First maybe we can deal with the Pieta, which is the name for a whole cluster of sculptures, not just Michelangelo's. The name refers to a group based on Mary holding her dead son, Jesus, in her lap. In fact, when I got curious about who made the statue of Paris Gibson in Great Falls, the town he founded, I searched the bronze monument for a name and came up with a fellow named “Partridge.” He was also the sculptor of the Pieta that is in the National Cathedral in Washington, D.C. Bob Scriver made a Pieta after the death of his daughter. I’ve never made an exhaustive list and don’t know whether any one else has either, but I’ll bet the National Sculpture Society could. And my guess is that the skill and the value of them is all over the place, from high to low.

A commentator contemporary with the making of the Pieta by Michelangelo said (in Italian or maybe Latin) “No one else could make a statue this good.” I’ve heard that said about a lot of statues, some of them of the Western persuasion.

Duerr and Tierney were challenged by someone who said that no painting could be worth $831,000, much less by a popular illustrator who used to be published with slick stories about girls in love. (His girls used to alternate with those of Jon Whitcomb. I was much smitten with them and yearned to be like them. I suppose some young folks must have the same reaction to romantic paintings of 19th century Indians.)

Terpning himself is becomingly humble about all this and says it’s a great responsibility.

What no one is saying is the obvious: Terpning, like Bev Doolittle and Norman Rockwell, is a one-artist print industry. I would be very curious who bought that painting and how the rights to reproduce were handled, because that’s the real value of the painting -- not a yard or so of canvas on sticks, but the promotion and sale of the industrially reproduced image.

This means that he, like a movie star, has a battalion of accountants, lawyers, printing technicians, and publicity managers who must be paid. None of us are ever going to see how that $831,000 divvies out -- unless we work for the IRS, who will get its share. But we should at least be aware that we are not talking about one man in one studio.

Of course, Michelangelo had a studio full of helpers as well. And when the Pope tells you to make something, one doesn’t have the option to decline.

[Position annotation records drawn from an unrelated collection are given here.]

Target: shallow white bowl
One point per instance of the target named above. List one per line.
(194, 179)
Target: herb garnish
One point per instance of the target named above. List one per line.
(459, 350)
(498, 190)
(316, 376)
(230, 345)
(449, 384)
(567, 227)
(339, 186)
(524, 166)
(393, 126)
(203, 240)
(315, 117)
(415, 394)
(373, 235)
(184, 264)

Some years ago a nasty little incident occurred. Terpning had bought a box of glass negatives taken by an unknown photographer. He painted many appealing and saleable works verbatim for these images. What he didn’t know was that they had been stolen decades ago from a woman photographer who lived among the Crow Indians. Her son, an elderly man who was retired in poverty, recognized the images and approached Terpning.

The next thing the old man knew, he was being confronted by hostile lawyers denying him any claim, rights or compensation. He was not even to admit that Terpning had used the images as reference. The whole $831,000 or whatever was evidently committed, with nothing left over for old janitors. He’s gone now, I guess. It's a pity.